Operación Masacre es el gran grito de alerta. Nadie como Walsh supo describir a los verdaderos fundadores de la gran masacre que vendría después. El teniente coronel Fernández Suárez no es nada más que la reencarnación del otro teniente coronel Héctor Benigno Varela, fusilador de las peonadas patagónicas, y el predecesor contemporáneo de esas figuras casi inverosímiles en su crueldad y su brutal soberbia: Menéndez, Massera, Camps. El método de Fernández Suárez es el mismo: la bravata, el golpe, la intimidación, la tortura, el robo de las pertenencias, el asesinato. Walsh pone una a una las pruebas sobre la mesa. Los Aramburu, Rojas, Manrique Quaranta recurren a los civiles. Los civiles encuentran siempre la solución. El discurso de Aguirre Lanari –hombre de todas las dictaduras y de nuestras pobres democracias– en La Plata, lo dice todo. El asesino será aplaudido. Walsh no se queja: demuestra. Cuando uno lee Operación Masacre puede entender muy bien el porqué de la reacción de la juventud en los sesenta y setenta. Ahí está la raíz de la violencia. Había que ser muy pequeño, como joven, para no sentir vergüenza. Vendrá el golpismo como profesión, con aquellos protagonistas dignos de sainetes y novelones de principios de siglo, como los Toranzo Montero, Sánchez de Bustamante, López Aufranc. Y después de ellos aparecerá un Aramburu franquista: el triste Onganía con su general Fonseca, aquél de los bastones largos. Todo esto y mucho más. Ése era el ejemplo de democracia que se daba a nuestra juventud. Se sembró violencia. Y sus obispos representativos fueron generales y almirantes de gestos mesurados, respaldados por intelectuales afincados en la aristocracia de la cultura y políticos ansiosos asomados a la puerta de los cuarteles, mientras se apaleaba y se metía picana al vulgo, a los plebeyos. No había más censura para las clases lectoras pero se metía bala en los basurales. Un pueblo, de la mano de la democracia peronista a la nueva década infame de los cincuenta y sesenta; la primera, de trece años; la segunda, de dieciocho. Pero lo que más aflige es la ofensa que el hombre lleva adentro, le basta escribir a Walsh.

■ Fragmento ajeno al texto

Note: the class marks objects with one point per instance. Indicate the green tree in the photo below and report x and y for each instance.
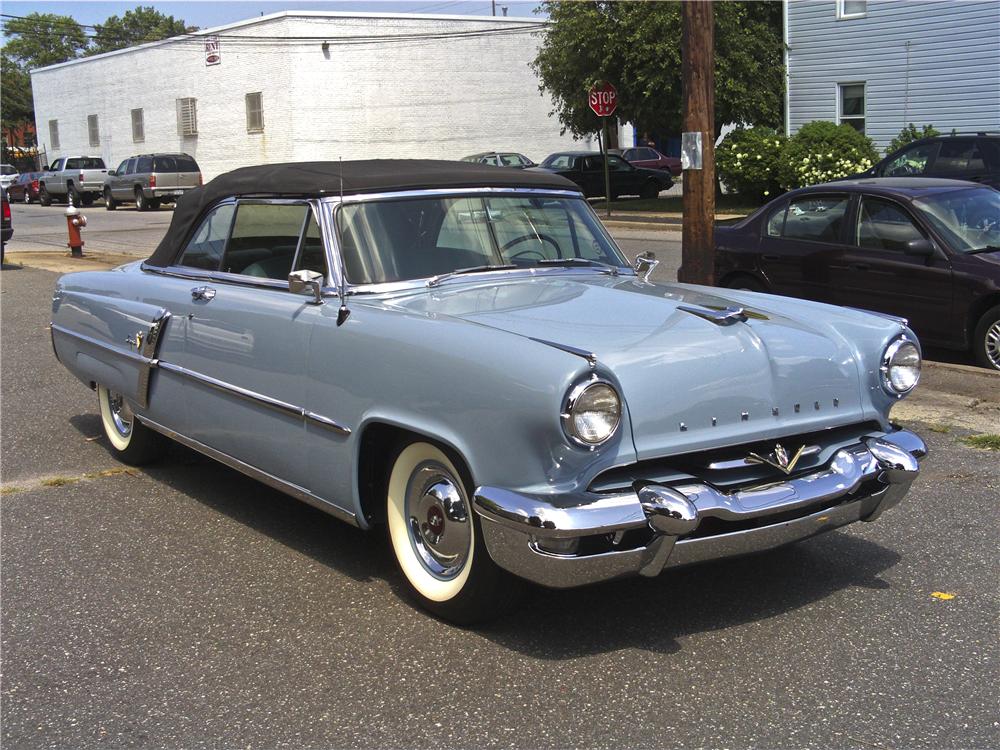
(144, 24)
(637, 46)
(41, 39)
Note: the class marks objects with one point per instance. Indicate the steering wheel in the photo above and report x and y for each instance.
(530, 238)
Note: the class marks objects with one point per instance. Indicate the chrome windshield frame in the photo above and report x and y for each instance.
(335, 257)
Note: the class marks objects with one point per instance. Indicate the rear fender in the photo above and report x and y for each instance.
(108, 340)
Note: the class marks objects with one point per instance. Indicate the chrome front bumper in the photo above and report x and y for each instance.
(539, 537)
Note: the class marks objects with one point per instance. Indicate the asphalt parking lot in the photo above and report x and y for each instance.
(187, 606)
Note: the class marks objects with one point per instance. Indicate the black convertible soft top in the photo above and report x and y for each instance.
(324, 178)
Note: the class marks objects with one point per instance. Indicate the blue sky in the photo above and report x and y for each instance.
(217, 12)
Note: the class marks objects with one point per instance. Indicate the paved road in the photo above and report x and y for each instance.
(186, 606)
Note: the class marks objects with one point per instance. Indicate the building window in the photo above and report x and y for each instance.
(255, 112)
(187, 116)
(138, 127)
(851, 105)
(93, 131)
(852, 8)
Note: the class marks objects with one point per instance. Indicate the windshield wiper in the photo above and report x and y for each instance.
(607, 267)
(435, 280)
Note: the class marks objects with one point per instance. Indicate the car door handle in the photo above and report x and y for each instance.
(205, 293)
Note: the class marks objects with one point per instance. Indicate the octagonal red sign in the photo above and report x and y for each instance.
(603, 99)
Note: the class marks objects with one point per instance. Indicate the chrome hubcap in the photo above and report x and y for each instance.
(993, 344)
(121, 414)
(438, 521)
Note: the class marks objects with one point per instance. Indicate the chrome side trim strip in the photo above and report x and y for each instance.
(100, 344)
(299, 493)
(235, 390)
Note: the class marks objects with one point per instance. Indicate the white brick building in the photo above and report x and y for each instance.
(298, 86)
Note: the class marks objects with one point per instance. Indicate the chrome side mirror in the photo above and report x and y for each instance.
(306, 281)
(644, 265)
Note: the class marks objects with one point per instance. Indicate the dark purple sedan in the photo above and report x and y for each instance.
(650, 158)
(927, 250)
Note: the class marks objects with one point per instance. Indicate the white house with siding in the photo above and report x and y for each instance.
(302, 85)
(881, 64)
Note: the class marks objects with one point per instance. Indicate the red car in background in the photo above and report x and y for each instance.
(650, 158)
(25, 188)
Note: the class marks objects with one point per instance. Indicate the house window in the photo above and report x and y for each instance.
(93, 131)
(138, 126)
(187, 116)
(852, 8)
(851, 105)
(255, 112)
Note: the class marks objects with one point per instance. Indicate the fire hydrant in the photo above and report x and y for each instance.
(75, 221)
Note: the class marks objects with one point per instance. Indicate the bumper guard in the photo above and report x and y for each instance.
(534, 536)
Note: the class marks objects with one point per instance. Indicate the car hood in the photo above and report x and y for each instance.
(689, 383)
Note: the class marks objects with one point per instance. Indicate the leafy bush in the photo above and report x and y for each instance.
(910, 134)
(747, 161)
(822, 151)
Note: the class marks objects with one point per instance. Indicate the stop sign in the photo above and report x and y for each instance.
(603, 99)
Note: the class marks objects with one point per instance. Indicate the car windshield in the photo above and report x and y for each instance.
(400, 240)
(968, 219)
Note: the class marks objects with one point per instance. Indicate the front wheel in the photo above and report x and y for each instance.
(986, 340)
(437, 539)
(131, 442)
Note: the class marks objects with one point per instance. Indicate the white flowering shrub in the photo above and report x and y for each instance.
(822, 151)
(748, 161)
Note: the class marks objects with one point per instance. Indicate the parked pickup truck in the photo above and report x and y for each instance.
(78, 177)
(150, 179)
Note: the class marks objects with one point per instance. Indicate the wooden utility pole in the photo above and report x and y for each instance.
(698, 88)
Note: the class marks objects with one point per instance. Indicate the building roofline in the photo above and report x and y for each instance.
(289, 14)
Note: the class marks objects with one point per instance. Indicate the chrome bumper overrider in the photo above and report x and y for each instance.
(538, 537)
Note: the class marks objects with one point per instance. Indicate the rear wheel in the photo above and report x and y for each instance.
(131, 442)
(437, 539)
(986, 340)
(746, 283)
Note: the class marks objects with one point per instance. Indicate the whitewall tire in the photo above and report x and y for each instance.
(437, 541)
(130, 441)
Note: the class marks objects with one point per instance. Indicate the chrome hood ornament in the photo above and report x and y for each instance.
(778, 458)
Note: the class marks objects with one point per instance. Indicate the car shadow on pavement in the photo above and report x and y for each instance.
(649, 614)
(656, 614)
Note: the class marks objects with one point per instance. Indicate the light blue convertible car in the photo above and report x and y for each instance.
(460, 354)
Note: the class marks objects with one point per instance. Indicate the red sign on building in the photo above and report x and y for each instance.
(603, 99)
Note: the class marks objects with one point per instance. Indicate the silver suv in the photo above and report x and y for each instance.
(150, 179)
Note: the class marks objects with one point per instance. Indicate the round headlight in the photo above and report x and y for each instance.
(900, 367)
(592, 414)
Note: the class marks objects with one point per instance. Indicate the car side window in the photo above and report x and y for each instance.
(819, 218)
(776, 223)
(264, 239)
(960, 155)
(312, 257)
(883, 225)
(204, 249)
(910, 162)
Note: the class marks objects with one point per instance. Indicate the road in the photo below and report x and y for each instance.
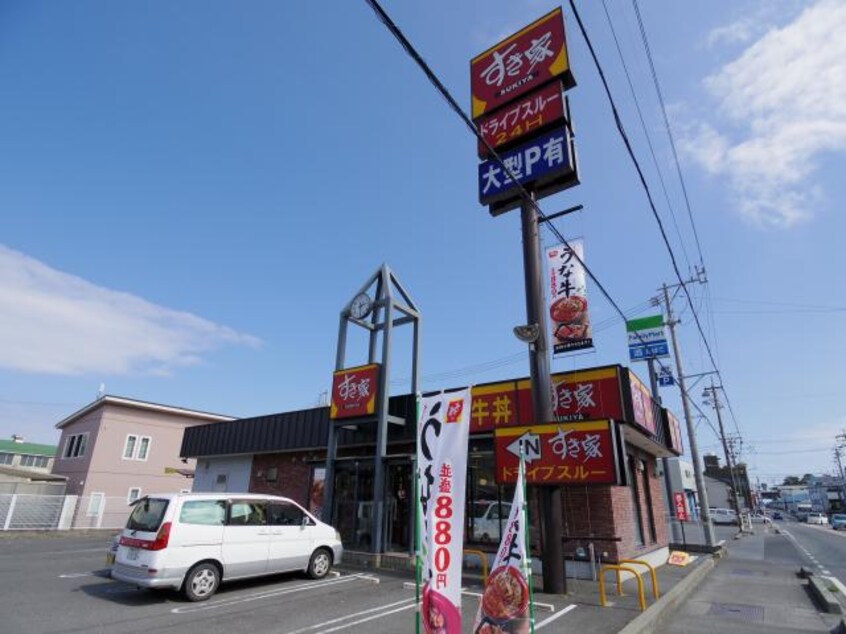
(822, 549)
(54, 585)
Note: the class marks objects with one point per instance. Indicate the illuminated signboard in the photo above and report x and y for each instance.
(546, 164)
(523, 62)
(531, 113)
(560, 453)
(354, 391)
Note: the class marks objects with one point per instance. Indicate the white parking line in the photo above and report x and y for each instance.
(550, 619)
(357, 614)
(223, 603)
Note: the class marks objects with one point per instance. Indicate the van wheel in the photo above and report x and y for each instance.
(201, 582)
(319, 564)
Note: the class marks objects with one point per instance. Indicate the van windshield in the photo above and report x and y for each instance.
(147, 515)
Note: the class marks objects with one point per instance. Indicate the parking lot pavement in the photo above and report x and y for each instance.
(53, 585)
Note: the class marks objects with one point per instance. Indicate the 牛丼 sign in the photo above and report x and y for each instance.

Y más adelante: Entonces estamos todos avergonzados. Ahí le está dictando su conciencia, él se limita a teclear. Él tampoco es un héroe de película sino solamente un hombre que se anima; sí, al hablar de otro, Walsh se está describiendo a sí mismo. Y toma contacto con los que van a ser sus personajes: He hablado con sobrevivientes, viudas, huérfanos, conspiradores, asilados, prófugos, delatores presuntos, héroes anónimos. Walsh, como Arlt, no sublimiza a la gente del pueblo. Para Walsh es como es y en tres líneas la retrata al hablarnos de un vecino, don Pedro: Sus ideas son enteramente comunes, las ideas de la gente del pueblo; por lo general acertadas con respecto a las cosas concretas y tangibles, nebulosas o arbitrarias en otros terrenos. Walsh no se hace ilusiones, los toma como son, pero no por eso hay que fusilarlos ni picanearlos. Los describe como Arlt pinta en aguafuerte el fusilamiento de Di Giovanni, cuando ve morir a un hombre, no al más perseguido de la sociedad. No hay adjetivos ni metáforas. Es un hombre que muere. Un hombre más que muere: el protagonista verdadero es toda la sociedad lasciva y soplona que lo fusila.

Operación Masacre es el prólogo de la tragedia que vendrá después. Aramburu y Rojas serán el prólogo de Videla y Massera. Rodolfo Walsh se convertirá de testigo en protagonista. Será asesinado a balazos, como sus personajes de José León Suárez. Nuestra sociedad aplaude frenética a nuestros intelectuales que cumplen ochenta años y nos han ayudado tanto a tener siempre prestos el punto final y la obediencia debida.

Rodolfo Walsh no existe. Es sólo un personaje de ficción. El mejor personaje de la literatura argentina. Apenas un detective de novela policial para pobres. Que no va a morir nunca.